Lebih lanjut, itu dapat menyebabkan kesulitan buang air besar (BAB).
Tersendatnya
gas di dalam usus dapat mengakibatkan tekanan di sebagian rongga usus lebih
tinggi pada tekanan pada pembuluh darah. Gas yang tertahan itu kemudian
berdifusi masuk ke dalam pembuluh darah pada dinding usus, lalu beredar ke
seluruh tubuh. Darah yang mencapai paru-paru barulah terlepas ke udara seiring
kita bernafas. Dengan demikian, kita terancam bernafas tidak sedap. Ini dapat
menghambat komunikasi kita dengan orang lain.
Flatus yang normal dapat menjadi menjadi
acuan bagi tenaga medis untuk menakar kesehatan seseorang. Misalnya, seorang
pasien pasca operasi dengan pembiusan baru diperbolehkan makan dan minum
apabila telah buang angin. Dengan keluarnya flatus, kita dapat
mengetahui bahwa kinerja usus pasien tersebut sudah kembali normal dan siap
mencerna makanan. “Secara normal, gas flatus yang dikeluarkan dalam 24
jam mencapai sekitar 476-1490 ml atau rata-rata 750 ml dalam sekali waktu,
dapat terjadi hingga 13 kali dalam sehari,” menurut peneliti Subdepartement
of Human Gastrointestinal Physiology and Nutrition di Rumah Sakit Royal
Hallamshire. Maka jika seseorang tidak dapat atau terus-menerus buang angin,
dapat dipastikan ada ketidakwajaran pada pencernaannya.
Penelitian
terkini yang dipublikasikan dalam jurnal Sexual Medicine oleh
University Hospital of Singapore mengindikasikan buang angin merupakan obat
disfungsi ereksi alias impotensi pada kaum pria.

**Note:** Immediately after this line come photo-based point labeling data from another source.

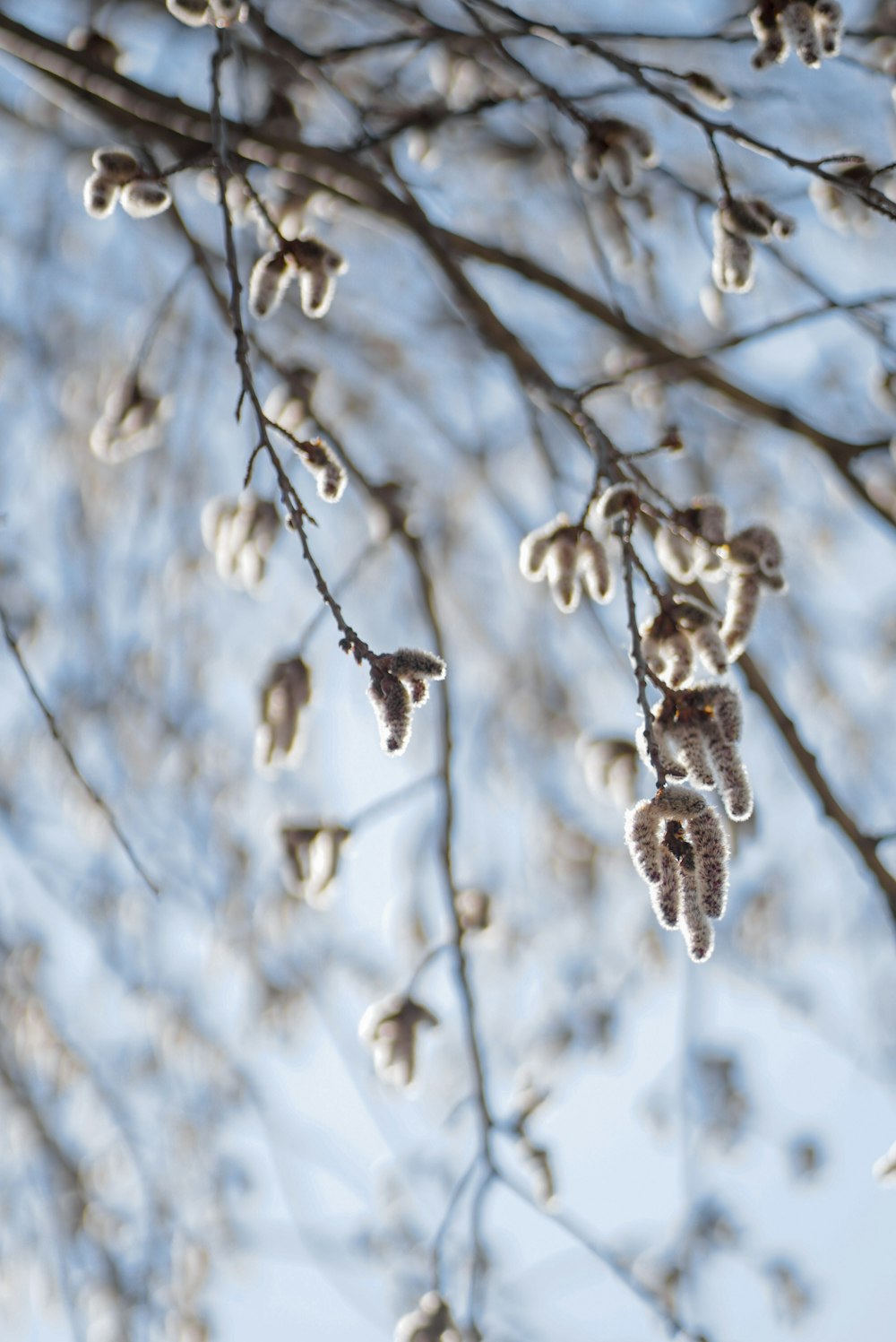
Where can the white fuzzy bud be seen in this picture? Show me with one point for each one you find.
(730, 776)
(101, 196)
(709, 91)
(829, 22)
(240, 533)
(688, 741)
(642, 840)
(733, 262)
(725, 702)
(617, 501)
(533, 550)
(269, 282)
(391, 1029)
(755, 550)
(413, 663)
(429, 1322)
(315, 291)
(695, 925)
(286, 691)
(594, 567)
(312, 859)
(711, 861)
(739, 613)
(143, 199)
(393, 706)
(326, 467)
(773, 40)
(116, 164)
(798, 23)
(666, 896)
(562, 569)
(687, 869)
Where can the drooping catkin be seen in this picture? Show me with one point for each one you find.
(733, 261)
(593, 567)
(741, 612)
(798, 23)
(707, 91)
(326, 467)
(690, 744)
(730, 776)
(393, 707)
(269, 282)
(101, 196)
(143, 199)
(116, 164)
(666, 896)
(615, 149)
(687, 869)
(389, 1028)
(429, 1322)
(562, 569)
(312, 861)
(286, 691)
(695, 925)
(711, 861)
(642, 840)
(829, 22)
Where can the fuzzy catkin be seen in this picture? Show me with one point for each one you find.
(593, 567)
(741, 612)
(666, 894)
(562, 570)
(730, 775)
(690, 745)
(392, 705)
(143, 199)
(269, 281)
(101, 196)
(798, 23)
(116, 165)
(733, 264)
(642, 840)
(695, 925)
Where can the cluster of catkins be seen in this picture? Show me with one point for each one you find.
(677, 635)
(574, 558)
(288, 690)
(240, 533)
(220, 13)
(679, 847)
(615, 149)
(312, 262)
(750, 559)
(389, 1028)
(312, 859)
(696, 734)
(737, 224)
(400, 683)
(129, 424)
(118, 177)
(813, 29)
(429, 1322)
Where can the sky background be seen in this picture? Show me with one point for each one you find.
(220, 1075)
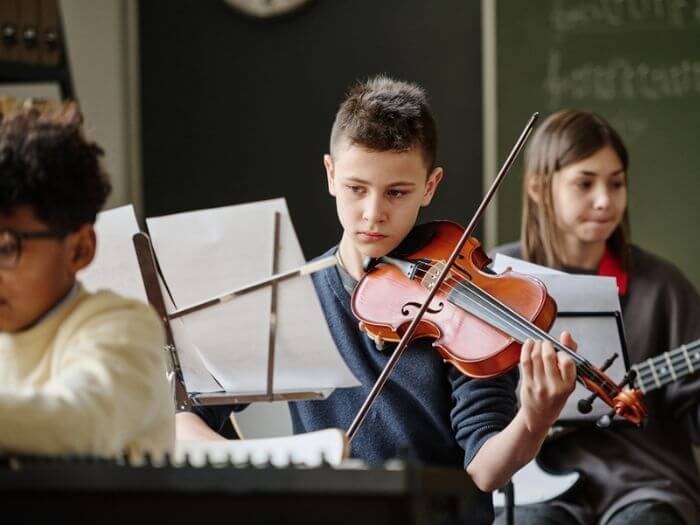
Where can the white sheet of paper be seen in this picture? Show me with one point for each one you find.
(579, 298)
(206, 253)
(115, 266)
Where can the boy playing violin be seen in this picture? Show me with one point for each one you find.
(80, 373)
(381, 170)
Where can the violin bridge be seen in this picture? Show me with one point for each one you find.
(431, 275)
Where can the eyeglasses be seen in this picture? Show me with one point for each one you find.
(11, 244)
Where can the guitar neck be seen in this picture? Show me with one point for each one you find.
(668, 367)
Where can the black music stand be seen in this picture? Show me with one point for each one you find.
(183, 398)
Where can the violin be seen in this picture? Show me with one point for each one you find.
(478, 319)
(436, 285)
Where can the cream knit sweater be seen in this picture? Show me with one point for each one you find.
(89, 379)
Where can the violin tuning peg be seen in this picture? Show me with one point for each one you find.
(608, 363)
(586, 405)
(605, 420)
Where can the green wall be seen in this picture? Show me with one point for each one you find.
(637, 63)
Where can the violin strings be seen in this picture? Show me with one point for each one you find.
(516, 321)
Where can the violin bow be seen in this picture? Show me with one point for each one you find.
(408, 334)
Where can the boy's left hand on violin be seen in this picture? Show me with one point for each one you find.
(548, 378)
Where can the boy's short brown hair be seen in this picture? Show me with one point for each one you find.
(47, 163)
(383, 114)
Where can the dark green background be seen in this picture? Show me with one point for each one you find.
(238, 110)
(659, 118)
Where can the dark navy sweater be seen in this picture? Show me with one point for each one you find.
(427, 410)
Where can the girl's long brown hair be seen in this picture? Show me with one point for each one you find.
(566, 137)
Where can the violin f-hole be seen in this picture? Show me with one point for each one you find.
(406, 311)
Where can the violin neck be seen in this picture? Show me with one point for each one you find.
(668, 367)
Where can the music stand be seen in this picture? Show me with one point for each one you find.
(183, 398)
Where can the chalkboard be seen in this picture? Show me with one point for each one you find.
(238, 110)
(637, 63)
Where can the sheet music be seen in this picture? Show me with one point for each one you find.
(115, 266)
(579, 298)
(205, 253)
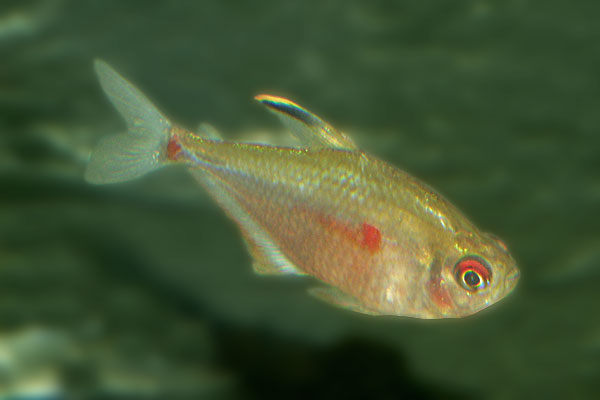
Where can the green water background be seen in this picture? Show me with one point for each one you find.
(493, 103)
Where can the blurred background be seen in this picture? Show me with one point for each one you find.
(145, 290)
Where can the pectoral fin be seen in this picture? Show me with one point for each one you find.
(338, 298)
(307, 127)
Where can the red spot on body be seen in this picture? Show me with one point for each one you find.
(173, 148)
(371, 237)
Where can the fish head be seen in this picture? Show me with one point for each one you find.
(476, 272)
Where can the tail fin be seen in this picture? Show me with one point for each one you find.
(127, 156)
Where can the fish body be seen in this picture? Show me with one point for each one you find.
(380, 240)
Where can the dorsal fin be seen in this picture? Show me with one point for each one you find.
(308, 128)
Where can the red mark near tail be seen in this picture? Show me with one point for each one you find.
(173, 148)
(371, 237)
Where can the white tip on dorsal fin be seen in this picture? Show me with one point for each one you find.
(308, 128)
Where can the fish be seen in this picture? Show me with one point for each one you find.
(376, 239)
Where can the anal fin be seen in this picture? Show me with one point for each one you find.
(338, 298)
(268, 259)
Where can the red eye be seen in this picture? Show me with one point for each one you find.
(472, 273)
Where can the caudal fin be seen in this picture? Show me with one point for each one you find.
(127, 156)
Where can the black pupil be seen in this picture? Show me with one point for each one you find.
(472, 279)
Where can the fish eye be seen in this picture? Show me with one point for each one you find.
(472, 273)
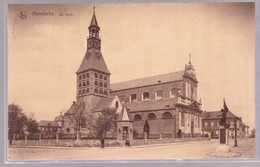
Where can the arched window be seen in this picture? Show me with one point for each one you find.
(182, 119)
(167, 115)
(151, 116)
(146, 96)
(100, 84)
(96, 90)
(137, 117)
(173, 92)
(159, 94)
(133, 98)
(101, 91)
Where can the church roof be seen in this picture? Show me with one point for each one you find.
(215, 115)
(163, 78)
(48, 123)
(72, 109)
(151, 105)
(59, 118)
(124, 115)
(103, 103)
(93, 60)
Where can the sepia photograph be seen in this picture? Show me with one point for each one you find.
(131, 81)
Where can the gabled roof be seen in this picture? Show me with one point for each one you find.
(59, 118)
(164, 78)
(151, 105)
(48, 123)
(215, 115)
(93, 60)
(103, 103)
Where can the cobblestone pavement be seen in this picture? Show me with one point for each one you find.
(189, 150)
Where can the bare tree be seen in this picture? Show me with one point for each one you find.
(105, 122)
(79, 116)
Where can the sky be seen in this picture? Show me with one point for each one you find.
(137, 40)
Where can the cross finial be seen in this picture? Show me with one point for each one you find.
(189, 58)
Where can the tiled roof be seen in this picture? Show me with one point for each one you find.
(103, 103)
(72, 109)
(47, 123)
(174, 76)
(59, 118)
(124, 115)
(93, 60)
(151, 105)
(215, 115)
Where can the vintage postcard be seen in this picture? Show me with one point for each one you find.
(132, 81)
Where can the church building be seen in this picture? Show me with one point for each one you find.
(159, 106)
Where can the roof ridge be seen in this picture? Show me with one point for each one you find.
(148, 77)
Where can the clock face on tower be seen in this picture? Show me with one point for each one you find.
(96, 43)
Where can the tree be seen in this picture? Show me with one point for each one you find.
(79, 117)
(17, 120)
(105, 122)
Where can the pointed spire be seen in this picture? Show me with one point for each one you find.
(93, 22)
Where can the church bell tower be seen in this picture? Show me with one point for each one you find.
(93, 76)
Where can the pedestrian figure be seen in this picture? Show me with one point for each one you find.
(127, 143)
(102, 142)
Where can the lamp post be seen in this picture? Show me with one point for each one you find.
(235, 145)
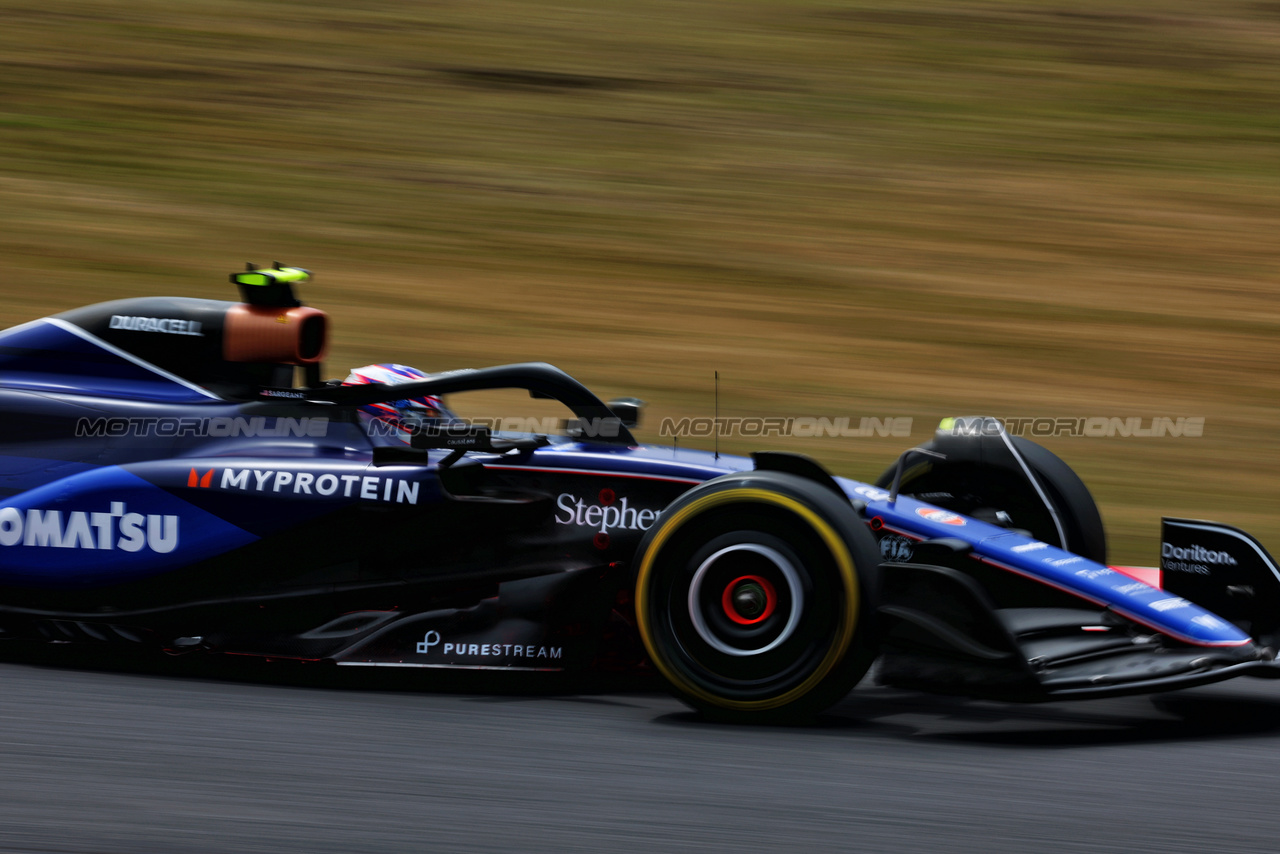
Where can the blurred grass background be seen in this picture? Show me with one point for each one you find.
(846, 208)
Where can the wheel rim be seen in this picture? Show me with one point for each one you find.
(749, 643)
(677, 671)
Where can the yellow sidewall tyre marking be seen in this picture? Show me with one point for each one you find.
(835, 544)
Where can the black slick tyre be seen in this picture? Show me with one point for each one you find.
(754, 594)
(1046, 498)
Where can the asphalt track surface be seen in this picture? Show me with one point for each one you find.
(101, 759)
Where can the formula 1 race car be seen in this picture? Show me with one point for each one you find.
(176, 475)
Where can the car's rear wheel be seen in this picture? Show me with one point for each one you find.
(753, 597)
(1056, 507)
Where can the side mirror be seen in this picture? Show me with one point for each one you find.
(627, 409)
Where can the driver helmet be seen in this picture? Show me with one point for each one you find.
(406, 412)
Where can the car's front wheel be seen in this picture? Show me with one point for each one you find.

Hal tersebut disebabkan oleh
meningkatnya aliran darah dalam penis akibat terciptanya gas hidrogen oksida
secara alami melalui flatulensi, setara dengan efek dari meminum obat
ketahanan ereksi seperti Viagra.
Alhamdulillah, demikian banyak maslahat medis
dari melepas hadats buang angin. Tentu saja, kita juga harus
memperhatikan kapan dan di mana kita melepaskannya, agar tetap sesuai dengan
norma kesopnan. Demikianlah flatus, salah satu nikmat Allah yang begitu
luar biasa yang dapat memicu surga, yakni menjadi satu asbab kita untuk
terus memperbaharui wudhu. Wallahu’alam bishowab.